I think the worldview problem with measuring inflation in terms of CPI (consumer price index) is that it presupposes that inflation is some kind of natural, inevitable aspect of any "normal" economy. If anything, money which is denominated in terms of some sufficiently costly to produce commodity, such as precious metals, should on balance be deflationary. If a quarter piece of gold could buy a week's worth of groceries in 1900, the same amount of gold should be able to purchase much more groceries today because, despite the modest increase in the world's gold supply in the last 100 years, the technological innovations which drive down the cost of producing food have followed an exponential curve that makes the world's gold supply look flat by comparison.
I expect that an empirical study could be performed to vindicate this view by estimating the amount of consumer goods which could be purchased with a unit of gold in 1900 versus the same unit of gold today. And this neglects the increase in the number of available purchasing options facing consumers that enables them to purchase what they want, not just the quantities they want.

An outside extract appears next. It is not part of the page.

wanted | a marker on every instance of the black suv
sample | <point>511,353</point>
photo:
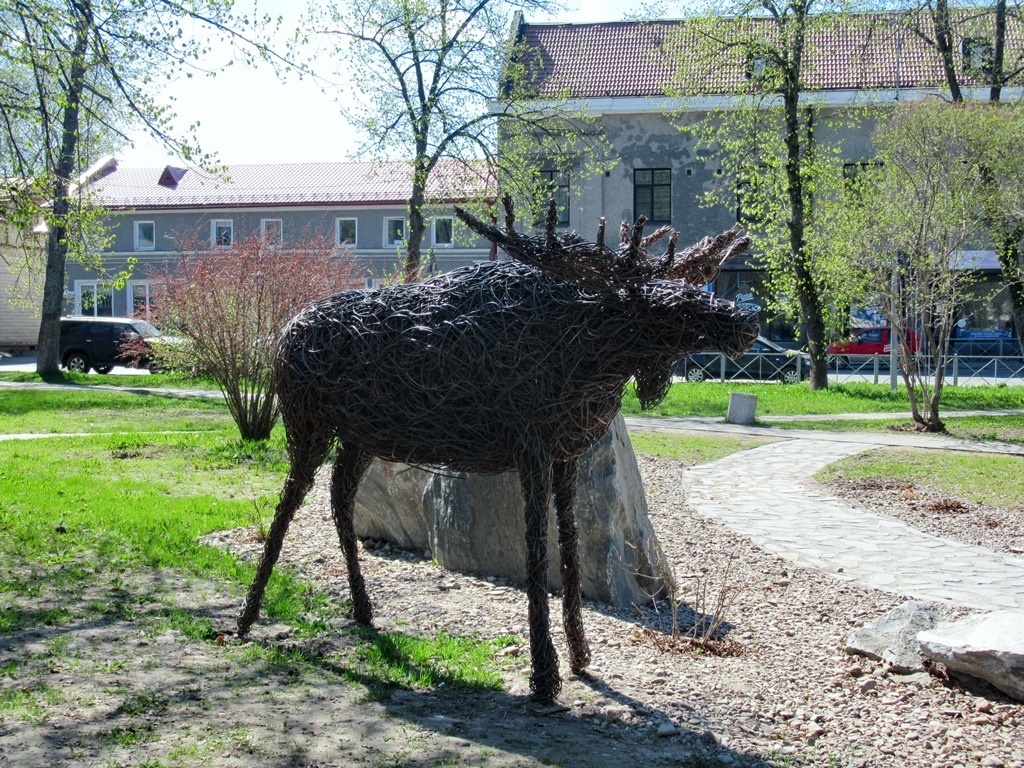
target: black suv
<point>95,342</point>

I have been thinking about why the government (and the central banking system) can engage in inflationary policies without people minding and I don't think it's just that inflation is difficult to understand, because it's not really that hard to understand. I suspect that a more important reason is that it is human nature to form our future expectations on the basis of our past experiences. In the presence of exponential economic growth, this means that people's expectations of their future wealth will, on balance, be too low. If you grew up in the late nineteenth century, automobile transportation - which we take for granted to the extent that we treat it as a basic necessity (just look at all the hand-wringing about oil prices) - would have probably seemed an exotic luxury and the development of jet transportation was simply inconceivable and unforeseeable.
As remarkable as our past growth has already been, the trends indicate that we should continue to expect accelerating exponential economic growth for the foreseeable future. But most people, when polled, have a gloomy outlook about their economic future, expecting to be worse off in the near future than they are today. The reality is that as the world becomes more connected, trading in the world market will result in a massive decrease in consumer product costs (making us all wealthier) even if there are no future technological innovations. But we also have good reason to expect future technological innovations, the most spectacular of which will probably come from the fields of medicine and biology.
This means that, while the opportunity cost of hiding money under your mattress is always non-zero (it could have been loaned out and earned interest on capital investments) this should not result in a loss in real purchasing power unless that currency is being diluted by expansion of its supply. In other words, if you hid $1000 of gold under your mattress in 1900, it would have missed out on the growth opportunities of capital investment (at a modest 4% growth rate, it could be worth $50,000 - in 1900 dollars - today), but that gold would still be able to purchase many times more consumer goods today than it could have in 1900 because consumer goods have become so much less expensive. If, on the other hand, you hid $1000 USD under your mattress, you could purchase far fewer consumer goods with it today than you could have in 1900. Unfortunately, I think we don't appropriately distinguish between opportunity cost (which causes uninvested money to become less valuable relative to invested money over time) and inflation (which causes money to become less absolutely valuable over time).